ICC prosecutor rejects Palestinian recognition
The prosecutor of the International Criminal Court (ICC) has rejected a request by the Palestinian Authority to recognise the court's jurisdiction.
The decision blocks a move to have the war crimes tribunal based at The Hague investigate the 2008-2009 Gaza war.
The prosecutor said it was up to "relevant bodies" at the UN or ICC member countries to determine whether Palestine qualified as a "state".
Only then could it sign the court's founding treaty, the Rome Statute.
An Israeli foreign ministry spokesman said it welcomed Friday's decision, and noted that it did not recognise the ICC's jurisdiction.

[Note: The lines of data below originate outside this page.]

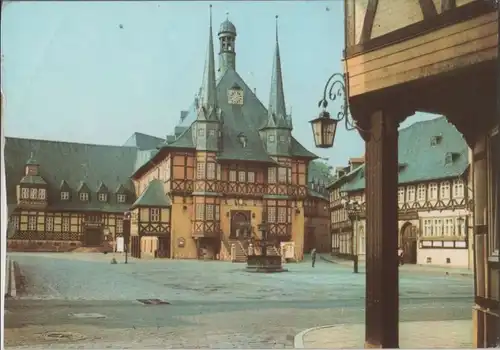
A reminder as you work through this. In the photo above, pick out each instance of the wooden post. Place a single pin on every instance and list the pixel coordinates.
(382, 278)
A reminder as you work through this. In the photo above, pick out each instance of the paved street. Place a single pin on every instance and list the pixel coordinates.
(91, 303)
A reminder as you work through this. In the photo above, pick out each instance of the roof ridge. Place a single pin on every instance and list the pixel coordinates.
(67, 142)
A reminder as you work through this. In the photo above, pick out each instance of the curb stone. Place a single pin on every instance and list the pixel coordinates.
(449, 272)
(298, 340)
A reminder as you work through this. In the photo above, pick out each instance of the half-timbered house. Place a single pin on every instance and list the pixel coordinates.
(433, 198)
(230, 171)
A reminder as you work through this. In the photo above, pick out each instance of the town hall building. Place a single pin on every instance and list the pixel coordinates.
(230, 172)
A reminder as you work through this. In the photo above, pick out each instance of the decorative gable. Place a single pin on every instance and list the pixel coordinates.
(65, 191)
(102, 192)
(83, 192)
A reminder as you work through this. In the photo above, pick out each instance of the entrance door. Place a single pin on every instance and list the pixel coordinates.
(240, 224)
(409, 243)
(120, 244)
(93, 237)
(163, 247)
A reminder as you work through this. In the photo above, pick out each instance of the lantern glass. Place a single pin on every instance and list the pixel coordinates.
(324, 128)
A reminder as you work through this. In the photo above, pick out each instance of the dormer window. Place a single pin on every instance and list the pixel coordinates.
(243, 139)
(436, 140)
(42, 193)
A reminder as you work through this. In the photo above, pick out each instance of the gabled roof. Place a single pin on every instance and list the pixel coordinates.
(420, 160)
(102, 188)
(153, 196)
(143, 141)
(64, 165)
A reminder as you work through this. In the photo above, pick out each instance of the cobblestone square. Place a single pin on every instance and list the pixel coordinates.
(212, 304)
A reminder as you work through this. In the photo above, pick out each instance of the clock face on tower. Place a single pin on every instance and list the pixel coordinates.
(235, 96)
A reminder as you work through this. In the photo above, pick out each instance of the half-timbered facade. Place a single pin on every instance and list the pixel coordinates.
(433, 199)
(439, 57)
(62, 196)
(232, 169)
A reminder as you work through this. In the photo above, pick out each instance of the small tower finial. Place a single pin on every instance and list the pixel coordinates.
(276, 27)
(210, 16)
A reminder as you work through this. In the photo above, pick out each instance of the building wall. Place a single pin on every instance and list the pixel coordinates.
(40, 230)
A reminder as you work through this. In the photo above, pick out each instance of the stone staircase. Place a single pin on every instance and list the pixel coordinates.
(240, 253)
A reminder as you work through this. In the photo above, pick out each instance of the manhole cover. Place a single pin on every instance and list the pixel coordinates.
(153, 302)
(63, 336)
(88, 315)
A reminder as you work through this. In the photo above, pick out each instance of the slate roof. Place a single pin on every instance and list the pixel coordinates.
(153, 196)
(421, 161)
(69, 166)
(143, 141)
(246, 119)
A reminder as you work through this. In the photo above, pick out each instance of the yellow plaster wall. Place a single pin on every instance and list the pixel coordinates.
(225, 220)
(298, 224)
(181, 228)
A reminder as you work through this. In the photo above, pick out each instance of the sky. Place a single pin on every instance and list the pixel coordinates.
(96, 72)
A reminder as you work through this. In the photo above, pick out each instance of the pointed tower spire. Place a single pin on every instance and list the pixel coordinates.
(208, 98)
(277, 107)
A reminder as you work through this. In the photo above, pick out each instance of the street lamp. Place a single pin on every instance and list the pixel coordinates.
(353, 209)
(324, 126)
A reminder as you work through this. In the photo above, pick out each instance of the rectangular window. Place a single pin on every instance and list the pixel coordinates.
(219, 172)
(32, 223)
(449, 227)
(200, 214)
(271, 214)
(49, 224)
(438, 227)
(444, 190)
(421, 193)
(271, 175)
(119, 225)
(282, 215)
(210, 211)
(428, 227)
(282, 175)
(241, 176)
(410, 194)
(65, 225)
(232, 175)
(200, 170)
(42, 193)
(433, 191)
(251, 176)
(14, 220)
(401, 195)
(458, 188)
(210, 171)
(154, 214)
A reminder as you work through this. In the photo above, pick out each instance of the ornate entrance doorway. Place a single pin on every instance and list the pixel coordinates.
(240, 224)
(93, 237)
(409, 243)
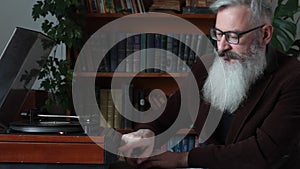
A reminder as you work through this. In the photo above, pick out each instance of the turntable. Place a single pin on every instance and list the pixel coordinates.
(43, 123)
(25, 49)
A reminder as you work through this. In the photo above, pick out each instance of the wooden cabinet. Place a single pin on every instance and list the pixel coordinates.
(51, 149)
(146, 81)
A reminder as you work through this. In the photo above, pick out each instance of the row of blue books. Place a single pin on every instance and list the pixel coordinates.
(151, 52)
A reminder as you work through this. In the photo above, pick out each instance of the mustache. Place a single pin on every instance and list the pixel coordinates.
(230, 55)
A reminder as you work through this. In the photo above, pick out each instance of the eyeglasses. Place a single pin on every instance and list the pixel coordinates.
(231, 37)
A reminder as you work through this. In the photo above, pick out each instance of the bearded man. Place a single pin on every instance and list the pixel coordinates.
(259, 98)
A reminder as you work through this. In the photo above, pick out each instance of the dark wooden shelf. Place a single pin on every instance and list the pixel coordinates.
(182, 131)
(128, 74)
(97, 20)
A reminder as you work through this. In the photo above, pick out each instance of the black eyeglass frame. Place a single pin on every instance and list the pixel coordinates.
(239, 34)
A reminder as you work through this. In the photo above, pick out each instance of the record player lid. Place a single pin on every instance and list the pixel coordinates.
(20, 55)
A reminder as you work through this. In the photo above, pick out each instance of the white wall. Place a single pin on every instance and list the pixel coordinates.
(17, 13)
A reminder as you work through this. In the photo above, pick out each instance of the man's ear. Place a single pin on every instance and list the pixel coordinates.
(267, 33)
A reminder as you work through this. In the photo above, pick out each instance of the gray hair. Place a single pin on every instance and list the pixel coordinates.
(261, 10)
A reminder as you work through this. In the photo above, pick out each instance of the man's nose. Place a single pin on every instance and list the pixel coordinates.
(223, 45)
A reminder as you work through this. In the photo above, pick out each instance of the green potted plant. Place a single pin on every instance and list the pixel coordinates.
(285, 19)
(56, 74)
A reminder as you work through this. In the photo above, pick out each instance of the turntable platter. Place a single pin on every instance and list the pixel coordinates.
(46, 127)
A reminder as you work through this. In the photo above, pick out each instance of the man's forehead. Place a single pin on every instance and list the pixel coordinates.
(233, 18)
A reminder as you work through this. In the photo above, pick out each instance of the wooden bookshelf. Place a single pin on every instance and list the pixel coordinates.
(96, 20)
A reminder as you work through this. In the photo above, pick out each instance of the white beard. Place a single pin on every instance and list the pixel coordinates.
(228, 83)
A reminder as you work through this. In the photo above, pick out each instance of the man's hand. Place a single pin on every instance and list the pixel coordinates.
(138, 146)
(166, 160)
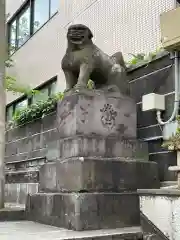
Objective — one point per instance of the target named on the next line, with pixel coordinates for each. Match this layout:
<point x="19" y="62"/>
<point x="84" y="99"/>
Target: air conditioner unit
<point x="170" y="29"/>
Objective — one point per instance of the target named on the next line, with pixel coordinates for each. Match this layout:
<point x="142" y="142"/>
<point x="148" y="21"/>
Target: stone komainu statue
<point x="84" y="60"/>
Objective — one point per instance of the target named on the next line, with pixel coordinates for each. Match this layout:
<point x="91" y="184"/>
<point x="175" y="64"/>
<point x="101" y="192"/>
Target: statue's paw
<point x="67" y="90"/>
<point x="78" y="87"/>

In January 2009, the Palestinian Authority's justice ministerlodged a declaration with the ICC unilaterally recognising its jurisdictionfor "acts committed on the territory of Palestine since 1 July 2002".
The ICC's chief prosecutor, Luis Moreno-Ocampo, said then that it would take some time to decide whether the PA was legally entitled to do so.

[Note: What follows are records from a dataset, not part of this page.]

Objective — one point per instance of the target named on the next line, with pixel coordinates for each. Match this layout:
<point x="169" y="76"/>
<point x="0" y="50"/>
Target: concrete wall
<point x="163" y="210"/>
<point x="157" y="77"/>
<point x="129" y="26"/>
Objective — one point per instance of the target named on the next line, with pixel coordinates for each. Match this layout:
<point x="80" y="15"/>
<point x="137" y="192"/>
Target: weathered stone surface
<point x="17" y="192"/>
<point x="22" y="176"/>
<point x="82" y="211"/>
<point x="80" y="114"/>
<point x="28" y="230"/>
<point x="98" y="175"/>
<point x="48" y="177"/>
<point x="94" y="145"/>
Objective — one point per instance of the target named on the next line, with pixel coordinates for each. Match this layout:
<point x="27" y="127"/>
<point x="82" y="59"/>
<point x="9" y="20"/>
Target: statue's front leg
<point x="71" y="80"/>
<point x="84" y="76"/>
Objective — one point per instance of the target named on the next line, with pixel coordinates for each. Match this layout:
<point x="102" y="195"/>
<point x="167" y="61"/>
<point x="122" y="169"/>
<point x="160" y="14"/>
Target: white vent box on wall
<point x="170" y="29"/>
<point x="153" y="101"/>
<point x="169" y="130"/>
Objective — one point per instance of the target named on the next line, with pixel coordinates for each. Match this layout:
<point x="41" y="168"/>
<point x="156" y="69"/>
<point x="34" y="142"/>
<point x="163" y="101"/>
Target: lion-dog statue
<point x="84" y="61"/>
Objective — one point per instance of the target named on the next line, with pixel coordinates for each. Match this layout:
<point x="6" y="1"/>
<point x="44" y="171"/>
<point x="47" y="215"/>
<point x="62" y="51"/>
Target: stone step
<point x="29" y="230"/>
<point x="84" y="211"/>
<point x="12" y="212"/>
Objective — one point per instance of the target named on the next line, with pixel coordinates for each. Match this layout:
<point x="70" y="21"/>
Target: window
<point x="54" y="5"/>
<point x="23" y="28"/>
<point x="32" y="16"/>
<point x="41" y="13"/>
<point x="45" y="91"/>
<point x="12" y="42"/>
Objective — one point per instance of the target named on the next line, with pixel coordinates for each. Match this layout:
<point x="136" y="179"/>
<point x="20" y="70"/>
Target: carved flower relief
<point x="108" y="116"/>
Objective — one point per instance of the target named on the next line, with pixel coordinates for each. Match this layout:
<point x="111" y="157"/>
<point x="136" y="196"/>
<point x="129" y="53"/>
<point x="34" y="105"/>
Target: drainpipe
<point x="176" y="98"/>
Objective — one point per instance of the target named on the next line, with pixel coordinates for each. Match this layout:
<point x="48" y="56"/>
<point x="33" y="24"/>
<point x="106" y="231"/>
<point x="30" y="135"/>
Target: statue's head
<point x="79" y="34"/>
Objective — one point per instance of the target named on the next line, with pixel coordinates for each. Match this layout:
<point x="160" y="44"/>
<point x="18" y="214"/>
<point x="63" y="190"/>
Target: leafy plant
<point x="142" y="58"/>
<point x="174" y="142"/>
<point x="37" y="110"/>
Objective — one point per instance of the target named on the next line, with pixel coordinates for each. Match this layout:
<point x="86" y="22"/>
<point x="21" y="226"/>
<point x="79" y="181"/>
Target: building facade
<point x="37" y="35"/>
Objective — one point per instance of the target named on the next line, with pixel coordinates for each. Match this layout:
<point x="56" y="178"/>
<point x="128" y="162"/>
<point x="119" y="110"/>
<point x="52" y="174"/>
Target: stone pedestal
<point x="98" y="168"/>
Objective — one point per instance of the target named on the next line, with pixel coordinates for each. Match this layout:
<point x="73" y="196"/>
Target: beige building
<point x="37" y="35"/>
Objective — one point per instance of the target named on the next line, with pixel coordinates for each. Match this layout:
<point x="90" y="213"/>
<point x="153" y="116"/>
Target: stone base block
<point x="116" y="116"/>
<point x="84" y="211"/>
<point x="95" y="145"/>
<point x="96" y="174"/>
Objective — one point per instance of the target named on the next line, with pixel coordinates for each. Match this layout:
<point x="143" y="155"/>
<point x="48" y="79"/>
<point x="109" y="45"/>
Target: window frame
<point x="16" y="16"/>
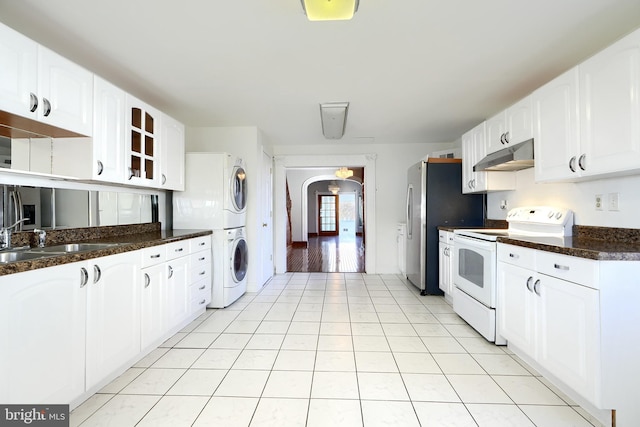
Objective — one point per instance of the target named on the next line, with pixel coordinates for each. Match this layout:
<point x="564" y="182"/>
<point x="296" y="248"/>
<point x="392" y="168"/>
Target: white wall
<point x="392" y="162"/>
<point x="580" y="197"/>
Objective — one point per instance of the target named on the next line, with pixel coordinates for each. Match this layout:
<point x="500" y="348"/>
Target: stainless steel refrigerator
<point x="434" y="198"/>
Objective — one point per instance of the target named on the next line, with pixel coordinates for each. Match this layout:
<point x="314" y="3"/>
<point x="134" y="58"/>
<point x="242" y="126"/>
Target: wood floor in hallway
<point x="328" y="254"/>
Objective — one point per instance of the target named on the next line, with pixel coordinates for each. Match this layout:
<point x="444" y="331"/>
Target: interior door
<point x="328" y="220"/>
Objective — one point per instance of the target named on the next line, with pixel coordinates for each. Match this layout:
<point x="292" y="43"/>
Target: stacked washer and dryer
<point x="215" y="198"/>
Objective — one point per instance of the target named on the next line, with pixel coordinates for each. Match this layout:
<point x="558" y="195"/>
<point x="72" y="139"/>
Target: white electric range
<point x="475" y="261"/>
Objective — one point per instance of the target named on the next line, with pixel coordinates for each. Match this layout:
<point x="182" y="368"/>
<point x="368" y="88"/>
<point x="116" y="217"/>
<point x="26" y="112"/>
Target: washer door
<point x="239" y="260"/>
<point x="239" y="189"/>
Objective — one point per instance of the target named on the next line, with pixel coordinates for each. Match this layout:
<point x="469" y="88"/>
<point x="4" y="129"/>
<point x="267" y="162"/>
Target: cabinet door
<point x="18" y="72"/>
<point x="496" y="128"/>
<point x="569" y="334"/>
<point x="154" y="304"/>
<point x="108" y="132"/>
<point x="556" y="131"/>
<point x="172" y="154"/>
<point x="113" y="314"/>
<point x="66" y="93"/>
<point x="42" y="335"/>
<point x="610" y="108"/>
<point x="178" y="297"/>
<point x="142" y="143"/>
<point x="518" y="122"/>
<point x="515" y="309"/>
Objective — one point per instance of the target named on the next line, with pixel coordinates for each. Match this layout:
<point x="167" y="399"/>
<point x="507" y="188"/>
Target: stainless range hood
<point x="513" y="158"/>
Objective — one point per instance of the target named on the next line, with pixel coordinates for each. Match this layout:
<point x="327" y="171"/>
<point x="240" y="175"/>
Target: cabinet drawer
<point x="200" y="272"/>
<point x="517" y="255"/>
<point x="154" y="255"/>
<point x="177" y="249"/>
<point x="573" y="269"/>
<point x="200" y="243"/>
<point x="200" y="258"/>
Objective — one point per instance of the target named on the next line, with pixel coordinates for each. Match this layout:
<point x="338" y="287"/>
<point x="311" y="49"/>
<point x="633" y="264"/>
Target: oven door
<point x="475" y="268"/>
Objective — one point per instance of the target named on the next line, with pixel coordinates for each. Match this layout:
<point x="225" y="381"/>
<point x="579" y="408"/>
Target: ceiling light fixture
<point x="329" y="10"/>
<point x="344" y="173"/>
<point x="334" y="119"/>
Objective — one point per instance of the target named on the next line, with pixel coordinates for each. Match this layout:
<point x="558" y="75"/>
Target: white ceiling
<point x="412" y="70"/>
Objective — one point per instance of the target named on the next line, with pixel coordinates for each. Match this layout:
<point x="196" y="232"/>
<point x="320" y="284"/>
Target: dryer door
<point x="239" y="188"/>
<point x="239" y="260"/>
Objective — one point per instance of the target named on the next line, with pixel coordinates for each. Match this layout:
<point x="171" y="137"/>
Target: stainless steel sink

On Tuesday, the Office of the Prosecutor announced it could not act on the Palestinian declaration because Article 12 of the Rome Statute established that only a "state" could confer jurisdiction on the court and deposit an instrument of accession with the UN secretary general.
"In instances where it is controversial or unclear whether an applicant constitutes a 'state', it is the practice of the secretary general to follow or seek the General Assembly's directives on the matter,"the office said.
"This is reflected in General Assembly resolutions, which provide indications of whether an applicant is a 'state'."
Although Palestine has been recognised as a state in bilateral relations by more than 130 governments and certain international organisations, including UN bodies, the current status granted by the General Assembly to the Palestine Liberation Organisation (PLO) is that of "observer", and not "non-member state".
Amnesty International said the decision by the ICC prosecutor meant Palestinian and Israeli victims of crimes allegedly committed during the Gaza war seemed likely to be denied justice.
"This dangerous decision opens the ICC to accusations of political bias and is inconsistent with the independence of the ICC. It also breaches the Rome Statute which clearly states that such matters should be considered by the institution's judges," said Marek Marczynski, head of the human rights group's International Justice campaign.
In September, the Palestinians submitted an application for admission to the UN as a member state, but the Security Council has not yet made a recommendation. The US has said it would veto any vote on the matter.
The Palestinians have long sought to establish an independent, sovereign state in the West Bank, including East Jerusalem, and the Gaza Strip. However, two decades of on-and-off peace talks have failed.
Israel has said that UN admission would bring no change on the ground, and further remove the possibility for a lasting peace agreement.